Fragmentation issue when DF=1, Route-map to the rescue

Probably a bad title but it is the closest I can come up.

I have a weird issue at work last week where about all 100 workstations from a remote office can not go to one specific website and yet there is no issue hitting the same website at the main headquarter site. The symptom: A user would type the url and it would just sit at the browser and time-out after a minute or two.

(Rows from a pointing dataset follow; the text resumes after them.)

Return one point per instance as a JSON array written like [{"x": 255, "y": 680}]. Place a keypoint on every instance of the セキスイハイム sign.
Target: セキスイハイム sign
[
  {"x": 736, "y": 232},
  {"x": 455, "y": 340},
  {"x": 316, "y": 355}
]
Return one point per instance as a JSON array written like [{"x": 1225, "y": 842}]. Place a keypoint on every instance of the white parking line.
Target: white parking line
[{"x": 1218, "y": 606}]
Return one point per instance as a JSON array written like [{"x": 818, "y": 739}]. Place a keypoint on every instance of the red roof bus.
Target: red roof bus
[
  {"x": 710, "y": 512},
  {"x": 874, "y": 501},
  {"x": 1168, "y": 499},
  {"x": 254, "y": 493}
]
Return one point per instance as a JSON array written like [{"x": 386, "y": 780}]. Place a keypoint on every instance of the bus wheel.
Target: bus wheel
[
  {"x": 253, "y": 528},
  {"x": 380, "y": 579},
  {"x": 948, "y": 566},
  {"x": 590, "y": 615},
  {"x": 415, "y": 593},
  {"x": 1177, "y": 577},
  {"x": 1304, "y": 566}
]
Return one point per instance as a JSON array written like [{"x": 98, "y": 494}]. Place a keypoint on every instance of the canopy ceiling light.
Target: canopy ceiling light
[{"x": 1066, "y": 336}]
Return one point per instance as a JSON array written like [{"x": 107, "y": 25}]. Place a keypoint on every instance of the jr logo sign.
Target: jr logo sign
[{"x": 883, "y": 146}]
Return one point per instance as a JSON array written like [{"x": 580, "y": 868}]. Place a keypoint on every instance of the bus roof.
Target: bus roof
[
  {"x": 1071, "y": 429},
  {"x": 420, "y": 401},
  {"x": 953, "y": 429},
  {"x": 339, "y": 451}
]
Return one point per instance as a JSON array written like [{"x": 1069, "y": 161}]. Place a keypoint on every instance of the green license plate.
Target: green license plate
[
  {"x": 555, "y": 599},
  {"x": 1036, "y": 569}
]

Remote site and HQ is separated via IPSEC VPN device (KG175D), but the method works with any VPN device. A quick look at the wireshark sniffer installed at the remote site local machine reveals that DNS resolution is perfectly good and the initial TCP syn/ack is good. So the first 4 to 6 packets are good but when it tries to do “GET HTTP.ASP”, no reply packet from the destination. I then put another sniffer at the main HQ site to put another set of eyes on the packets. And I notice that the destination IS actually sending/resending the packets to the remote site but how come it is not getting through the VPN? Upon further investigation of the missing packets, here are the things wrong with it: MSS=1380; Bytes=1502; DF=1; Extra VPN device means extra headers to the packets. The big offender is the 1502 bytes. The quickest way I fix that, which serves me very well in the past is “IP TCP ADJUST-MSS 1300” on the remote sites gateway router(1300 being on the safe guestimate). This normally does the trick so layer 4 can negotiate amongst themselves the maximum segment size MSS so the application would send smaller packets rather than a huge 1502bytes. Unfortunately, despite my configuration and verifying on the sniffer that indeed the MSS I am using is 1300, for reasons unbeknownst to me the destination still insist on MSS1380 and still sends me 1502 bytes (follow up blog on this). After gathering all these data, I made a diplomatic phone call to the owner of the offending website to get the issue straightened out. I explained the situation and his website is not aggreing to my MSS1300 request and that 1502 bytes with DF=1 is too big for me. Cut the sob story short, the diplomatic approach fell flat and I am left with no option but one.

The Band-aid Fix:
Just to state the problem again and the thought process on the fix. Diplomatic approach and the MSS negotiation is dead end. Since I know that the issue is the 1502bytes being too big and that the Don’t Fragment bit DF=1 which means don’t allow fragmentation. My only option is to flip the Don’t Fragment DF bit to “0” (zero) to allow fragmentation. I could do this on the VPN device but I decided to do it at the headquarters last L3 device before the VPN device. It could be a router or a L3 switch and on my example it is a 6513 Cisco switch. Properly tune the access-list so that it will only touch the offending website and leave the other traffic untouched.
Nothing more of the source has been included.